A Dra. Meyers verificou os sinais vitais das meninas; espantou-se ao ver que a pressão arterial e os batimentos cardíacos ainda eram idênticos.

“Os gêmeos têm uma ligação especial”, disse ela. “Não há dúvida disso.”
Courtney, que tinha 6 anos, ficou menos contente com o resultado. “Ma­mãe, papai, por que separaram as duas? Eu gostava delas como eram!”



Pós operatório e recuperação

O sofrimento das gêmeas não tinha acabado. Ficaram mais 12 semanas no hospital. Maliyah tinha de fazer hemodiálise três dias por semana, o que a deixava tão mal que tinha alucinações.
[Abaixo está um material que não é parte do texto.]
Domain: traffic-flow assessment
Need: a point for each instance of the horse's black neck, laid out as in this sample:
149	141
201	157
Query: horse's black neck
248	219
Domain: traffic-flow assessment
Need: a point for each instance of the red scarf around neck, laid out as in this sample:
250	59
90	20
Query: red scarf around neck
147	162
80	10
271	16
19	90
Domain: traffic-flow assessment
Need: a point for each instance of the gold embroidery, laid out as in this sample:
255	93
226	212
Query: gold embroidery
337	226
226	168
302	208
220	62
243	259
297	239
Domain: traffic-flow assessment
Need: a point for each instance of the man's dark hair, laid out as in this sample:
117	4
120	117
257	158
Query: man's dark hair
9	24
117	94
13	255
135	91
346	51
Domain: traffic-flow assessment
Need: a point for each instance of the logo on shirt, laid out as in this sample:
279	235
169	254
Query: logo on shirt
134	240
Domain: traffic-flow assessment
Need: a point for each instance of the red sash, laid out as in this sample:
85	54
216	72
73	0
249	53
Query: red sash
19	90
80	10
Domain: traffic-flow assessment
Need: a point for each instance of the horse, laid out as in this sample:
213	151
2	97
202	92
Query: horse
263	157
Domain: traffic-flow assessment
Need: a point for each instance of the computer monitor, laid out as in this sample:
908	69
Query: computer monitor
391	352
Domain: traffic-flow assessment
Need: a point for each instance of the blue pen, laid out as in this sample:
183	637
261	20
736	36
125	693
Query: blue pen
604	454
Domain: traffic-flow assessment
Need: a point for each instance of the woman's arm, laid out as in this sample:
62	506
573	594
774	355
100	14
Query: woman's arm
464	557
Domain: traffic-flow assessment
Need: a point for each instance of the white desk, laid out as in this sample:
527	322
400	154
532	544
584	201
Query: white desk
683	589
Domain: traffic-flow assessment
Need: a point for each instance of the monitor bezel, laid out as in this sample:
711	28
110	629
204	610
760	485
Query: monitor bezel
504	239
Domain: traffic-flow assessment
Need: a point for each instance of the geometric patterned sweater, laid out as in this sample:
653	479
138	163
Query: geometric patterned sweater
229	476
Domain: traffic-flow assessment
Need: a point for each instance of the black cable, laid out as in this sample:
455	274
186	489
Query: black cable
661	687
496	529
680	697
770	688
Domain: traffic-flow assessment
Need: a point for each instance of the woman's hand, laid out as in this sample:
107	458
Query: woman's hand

Kendra teve de ser operada por causa de uma obstrução intestinal. A pele em volta das incisões das duas começou a se retrair e exigiu tratamento com aspiradores especiais que sugam os tecidos mortos e estimulam a regeneração.

Em abril de 2007, quando Maliyah já poderia receber o rim da mãe, o casal estava emocionalmente esgotado.

“As meninas tinham chegado à beira da morte e voltado, e a família toda fora junto. Tínhamos de dar o último passo, mas foi dificílimo”, diz Erin.

O transplante foi bem-sucedido, mas só o tempo responderá à pergunta que persegue os Herrins: todo o sofrimento das gêmeas xifópagas valeu a pena?



Uma nova vida se inicia para as gêmeas: o valor da individualidade

– Kendra, depressa! – grita Maliyah, batucando o teclado no escritório dos pais. – Vou lhe mandar um e-mail!Subindo numa cadeira próxima, a irmã gêmea olha o outro computador. “Querida Kendra”, diz a mensagem na caixa de entrada, “você é a minha melhor amiga. Com amor, Maliyah.”Ao digitar a resposta, Kendra dá uma olhada na irmã.
– Não pode olhar agora – avisa Maliyah. – É segredo.

As gêmeas de 6 anos ainda precisam de mais cirurgias para corrigir a coluna (que formava um V enquanto estavam unidas), mas, em quase todos os aspectos, estão indo muito bem. Brincam com outras crianças, fazem aula de nata&ção e já começaram a estudar. Os pais esperam em breve conseguir-lhes pernas meccânicas. Enquanto isso, as meninas estão aprendendo a usar muletas, embora Maliyah ainda prefira andar sentada pelo chão.
As gêmeas não esqueceram os dias em que estavam unidas.
“Às vezes fingimos que ainda estamos juntas”, diz Kendra. “Mas agora podemos fazer mais coisas.”
Podem guardar segredos uma da outra. Podem brincar de esconde-esconde com os irmãos e Courtney, que percebeu que a separação das irmãs, na verdade, aumentou sua diversão. Podem decorar seus quartos e escolher fantasias diferentes para a festa de Halloween.
“Coisinhas assim fazem uma diferença enorme”, diz Erin. “Quero que elas cresçam achando que tudo é possível.”
Entretanto, num ponto importante as meninas não mudaram. Algumas noites, quando Erin e Jake vão ver como estão, descobrem que uma delas foi para o quarto da outra. Kendra e Maliyah estão aconchegadas na mesma cama, lado a lado, como desde o princípio estiveram.